I'll be interested to hear what you think of the book, Tim. My impression of the HP5 movie, while I enjoyed it, was that a lot of it didn't hold up without the previous four movies. I have a similar suspicion about the seventh book, so I would be interested to hear it confirmed or disproved.

Gavin said...

I do think that Tim is right about Tolkien, Lewis, and Pullman in particular having different goals than Rowling. The former are using fantasy as an access point to or extension of their theology, and there's nothing religious about the Potterverse. (I'm interested in dissecting the ethics of the Potterverse, but that's a subject for a post of its own.) In fact, Rowling's avoidance of any discussion of the source or deeper causes of magic in her universe is conspicuous. I think it's revealing (and humorously absurd) that she has described the passing of magical ability from generation as a genetic process—and even that is never made explicit in the books. (The relevant quote is here, on her website.)

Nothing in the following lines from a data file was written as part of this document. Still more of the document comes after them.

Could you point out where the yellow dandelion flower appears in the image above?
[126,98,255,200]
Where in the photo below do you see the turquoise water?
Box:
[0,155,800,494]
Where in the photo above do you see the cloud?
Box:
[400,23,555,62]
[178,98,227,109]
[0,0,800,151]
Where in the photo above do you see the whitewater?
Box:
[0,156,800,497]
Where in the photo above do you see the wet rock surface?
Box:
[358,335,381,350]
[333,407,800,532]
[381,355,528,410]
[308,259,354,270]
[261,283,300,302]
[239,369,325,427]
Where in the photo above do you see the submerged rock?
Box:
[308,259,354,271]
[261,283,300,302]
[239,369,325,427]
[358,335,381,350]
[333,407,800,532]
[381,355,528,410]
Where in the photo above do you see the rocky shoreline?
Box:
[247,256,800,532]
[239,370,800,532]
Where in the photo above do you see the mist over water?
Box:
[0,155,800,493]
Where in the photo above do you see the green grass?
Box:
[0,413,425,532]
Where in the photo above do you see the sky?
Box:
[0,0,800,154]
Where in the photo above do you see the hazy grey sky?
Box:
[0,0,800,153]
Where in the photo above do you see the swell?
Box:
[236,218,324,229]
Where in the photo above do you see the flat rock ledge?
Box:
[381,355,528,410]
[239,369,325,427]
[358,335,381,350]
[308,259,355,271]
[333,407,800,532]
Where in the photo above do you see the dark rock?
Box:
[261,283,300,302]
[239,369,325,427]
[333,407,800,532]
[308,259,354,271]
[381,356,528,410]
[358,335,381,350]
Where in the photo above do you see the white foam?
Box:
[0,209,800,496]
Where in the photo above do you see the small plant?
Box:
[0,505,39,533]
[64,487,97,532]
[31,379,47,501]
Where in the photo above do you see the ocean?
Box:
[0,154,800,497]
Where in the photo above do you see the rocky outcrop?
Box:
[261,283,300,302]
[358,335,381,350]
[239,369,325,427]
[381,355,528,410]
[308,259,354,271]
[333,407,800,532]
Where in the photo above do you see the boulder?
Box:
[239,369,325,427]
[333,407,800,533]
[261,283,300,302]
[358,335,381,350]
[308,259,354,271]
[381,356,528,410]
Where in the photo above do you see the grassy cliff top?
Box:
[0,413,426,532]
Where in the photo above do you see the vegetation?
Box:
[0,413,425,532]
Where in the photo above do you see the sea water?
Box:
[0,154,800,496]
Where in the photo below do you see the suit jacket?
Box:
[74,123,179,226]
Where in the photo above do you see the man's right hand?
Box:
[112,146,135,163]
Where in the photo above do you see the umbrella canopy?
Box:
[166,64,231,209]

In thinking about Rowling, I keep coming back to Dickens as an analogy—flat characters, some social commentary, but an overriding gift for plot. Sure, we eliminate the whole social realism thing, but it seems to be no more of stretch than the other analogies I've seen.

Tim said...

I don't have much problem following what's happening, or keying into the mythology of the series. I've seen all of the movies, including the new one, and they cue up the backstory from the last book often enough that it's pretty easy to keep up.

My overall impression of the prose is that it's a touch repetitive, cloying, and heavy on the adverbial constructions for my taste. It does not stand up as great literature. It is fun to read out loud. And she writes a good, cinematic chase scene.

I think Dickens-meets-Little House on the Prairie is pretty right-on.